Tuesday, January 20, 2009

Satyam in talks with Citi, BNP for funds

MUMBAI, INDIA: The new board of embattled Satyam Computer Services has asked Citigroup and BNP Paribas, the company's bankers, to help it with immediate funding needs, a top board member told the Economic Times newspaper.

"We talked to the existing bankers -- Citibank and BNP Paribas -- and requested them to understand the situation, provide additional funding and give them (Satyam) more time to repay loans," Deepak Parekh, a senior banker and a newly-appointed Satyam board member, was quoted as saying.

Satyam, India's No. 4 software services exporter, has been battling for survival since Ramalinga Raju resigned as chairman earlier this month, revealing profits had been falsified for years and that $1 billion of cash on the books did not exist.

A government-appointed board, which met on Saturday, said it was still looking for a new chief executive and chief financial officer for the outsourcing firm at the centre of India's biggest corporate scandal.

In a separate report, Indian Prime Minister Manmohan Singh was quoted as saying the Satyam scam was a risk to India's corporate image.
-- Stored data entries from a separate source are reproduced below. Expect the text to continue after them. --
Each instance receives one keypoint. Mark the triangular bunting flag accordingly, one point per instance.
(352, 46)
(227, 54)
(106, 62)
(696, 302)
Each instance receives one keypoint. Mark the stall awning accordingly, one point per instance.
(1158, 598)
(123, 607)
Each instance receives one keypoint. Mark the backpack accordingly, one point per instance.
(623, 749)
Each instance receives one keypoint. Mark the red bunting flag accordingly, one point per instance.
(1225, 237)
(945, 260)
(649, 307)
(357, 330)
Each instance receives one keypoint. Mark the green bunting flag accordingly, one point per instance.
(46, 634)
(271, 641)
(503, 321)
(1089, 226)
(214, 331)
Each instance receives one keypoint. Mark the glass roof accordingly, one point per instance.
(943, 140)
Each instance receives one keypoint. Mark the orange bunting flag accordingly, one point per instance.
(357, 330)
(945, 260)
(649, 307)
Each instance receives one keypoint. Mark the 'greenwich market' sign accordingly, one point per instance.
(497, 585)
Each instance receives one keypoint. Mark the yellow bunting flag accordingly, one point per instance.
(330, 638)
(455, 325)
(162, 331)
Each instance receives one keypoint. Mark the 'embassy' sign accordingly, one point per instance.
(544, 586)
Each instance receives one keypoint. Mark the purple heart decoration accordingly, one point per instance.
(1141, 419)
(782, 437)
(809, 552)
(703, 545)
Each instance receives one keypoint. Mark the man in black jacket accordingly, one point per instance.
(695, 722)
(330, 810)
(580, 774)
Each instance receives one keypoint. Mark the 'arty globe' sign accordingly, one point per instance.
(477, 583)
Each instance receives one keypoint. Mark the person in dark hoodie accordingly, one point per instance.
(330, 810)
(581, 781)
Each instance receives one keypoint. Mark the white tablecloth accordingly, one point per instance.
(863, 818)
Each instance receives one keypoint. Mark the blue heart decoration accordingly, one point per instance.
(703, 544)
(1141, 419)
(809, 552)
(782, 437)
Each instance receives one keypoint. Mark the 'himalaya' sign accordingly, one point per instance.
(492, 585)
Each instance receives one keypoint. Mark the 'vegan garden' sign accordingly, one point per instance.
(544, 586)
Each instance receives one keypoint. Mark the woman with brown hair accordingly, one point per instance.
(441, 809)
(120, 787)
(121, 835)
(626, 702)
"It indicates how fraud and malfeasance in one company can inflict suffering on many and can also tarnish India's image more broadly," the Financial Express quoted Singh as saying at an awards function in Mumbai.

"The government is determined to unravel the full nature of of the fraud and to punish those involved under the due process."

Satyam founder Raju, his brother, who was the managing director of the company, and the former chief financial officer have been charged and are being held in a jail.

On Saturday, a Hyderabad court ordered the three to be moved into police custody for four days from Sunday for further questioning, V.S.K. Kaumudi, inspector general of police in Hyderabad, told Reuters.